The group is nicely and credibly put together. Dennis Price plays a man with a sinister ulterior motive which for some reason the film never gets around to revealing and Thorley Walters plays an amusing, befuddled alcoholic. There's also a young pregnant woman in the group (Anna Palk). In one scene I thought effective Jeff watches her from outside while he's standing guard as she nervously gets some milk from a refrigerator. It's a nice moment with no dialogue that conveys how Jeff takes some simple pleasure in the sight of someone acting in a familiar domestic manner. Which makes it all the more effective when one of the robots in space suits shows up.

Sunday, March 11, 2018

Intolerance can Swim

The question was always there but few have dared to ask it: what if Nazis could breathe underwater? This is the nightmare realised by 1977's Shock Waves. It's elevated from simple, entertaining schlock by cool locations and very good performances, particularly from John Carradine and Peter Cushing.

Carradine plays the captain of a small boat taking tourists sight seeing in the Caribbean. I love his character--the way he scoffs at the beliefs of the ship's cook (Don Stout) in paranormal phenomena at sea is so strident that you get the impression he knows all the stories are true but he's wise enough to know people are better off not believing. Carradine is just the right actor for this part, his aged face reflecting his depth of experience along with the tone of flawed authority that made him perfect as Aaron in The Ten Commandments and as preachers in John Ford movies.
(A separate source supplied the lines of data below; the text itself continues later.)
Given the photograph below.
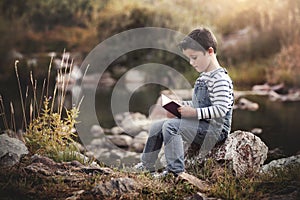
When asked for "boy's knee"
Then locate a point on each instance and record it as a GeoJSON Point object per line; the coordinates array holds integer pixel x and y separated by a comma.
{"type": "Point", "coordinates": [170, 127]}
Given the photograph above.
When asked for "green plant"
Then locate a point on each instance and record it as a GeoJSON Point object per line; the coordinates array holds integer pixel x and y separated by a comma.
{"type": "Point", "coordinates": [49, 128]}
{"type": "Point", "coordinates": [48, 134]}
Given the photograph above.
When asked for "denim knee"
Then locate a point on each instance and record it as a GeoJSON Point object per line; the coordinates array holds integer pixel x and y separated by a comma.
{"type": "Point", "coordinates": [170, 129]}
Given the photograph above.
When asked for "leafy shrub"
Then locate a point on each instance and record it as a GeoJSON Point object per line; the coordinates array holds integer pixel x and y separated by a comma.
{"type": "Point", "coordinates": [49, 135]}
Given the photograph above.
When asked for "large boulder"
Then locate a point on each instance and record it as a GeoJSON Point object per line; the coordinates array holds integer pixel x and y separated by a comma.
{"type": "Point", "coordinates": [11, 150]}
{"type": "Point", "coordinates": [246, 151]}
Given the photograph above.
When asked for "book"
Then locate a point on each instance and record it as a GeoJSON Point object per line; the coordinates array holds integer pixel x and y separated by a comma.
{"type": "Point", "coordinates": [170, 105]}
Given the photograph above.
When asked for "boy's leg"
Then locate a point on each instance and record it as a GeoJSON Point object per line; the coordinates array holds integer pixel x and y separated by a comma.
{"type": "Point", "coordinates": [175, 131]}
{"type": "Point", "coordinates": [153, 145]}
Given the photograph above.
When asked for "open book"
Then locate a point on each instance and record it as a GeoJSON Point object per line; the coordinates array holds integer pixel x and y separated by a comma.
{"type": "Point", "coordinates": [170, 105]}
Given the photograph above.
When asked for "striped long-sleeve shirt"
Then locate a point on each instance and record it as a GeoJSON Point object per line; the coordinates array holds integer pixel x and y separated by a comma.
{"type": "Point", "coordinates": [220, 92]}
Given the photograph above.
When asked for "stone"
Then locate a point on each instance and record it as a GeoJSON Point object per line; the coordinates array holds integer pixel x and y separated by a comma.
{"type": "Point", "coordinates": [116, 130]}
{"type": "Point", "coordinates": [281, 163]}
{"type": "Point", "coordinates": [134, 123]}
{"type": "Point", "coordinates": [115, 186]}
{"type": "Point", "coordinates": [245, 150]}
{"type": "Point", "coordinates": [11, 150]}
{"type": "Point", "coordinates": [120, 140]}
{"type": "Point", "coordinates": [246, 104]}
{"type": "Point", "coordinates": [139, 142]}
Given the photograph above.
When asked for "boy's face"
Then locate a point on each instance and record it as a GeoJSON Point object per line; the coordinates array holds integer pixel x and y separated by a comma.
{"type": "Point", "coordinates": [198, 59]}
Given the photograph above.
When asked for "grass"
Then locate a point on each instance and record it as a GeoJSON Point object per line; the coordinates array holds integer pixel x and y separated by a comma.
{"type": "Point", "coordinates": [49, 126]}
{"type": "Point", "coordinates": [15, 182]}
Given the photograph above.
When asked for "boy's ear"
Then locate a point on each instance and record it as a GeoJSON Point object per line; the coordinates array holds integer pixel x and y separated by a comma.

Among the tourists, Brooke Adams as Rose is presented as the protagonist but mainly she's relegated to following along as the men make all the decisions or running in terror. A natural enough reaction when encountering water breathing Nazi zombies--as they do when they shipwreck on an island. Also in residence is Peter Cushing, sole occupant of a great abandoned luxury hotel.

He has top billing but not a lot of screen time. Playing a former Nazi commander about whom we learn little he's around long enough to make a monologue on genetically engineered, aquatic Nazi super soldiers sound gravely serious.

They're pretty menacing though the tourists' worst enemy, as is often the case movies like this, is their own foolishness, particular a couple of them who do really stupid things when they panic. But the best death in the film comes courtesy of sea urchins. This movie was a real pleasure to watch.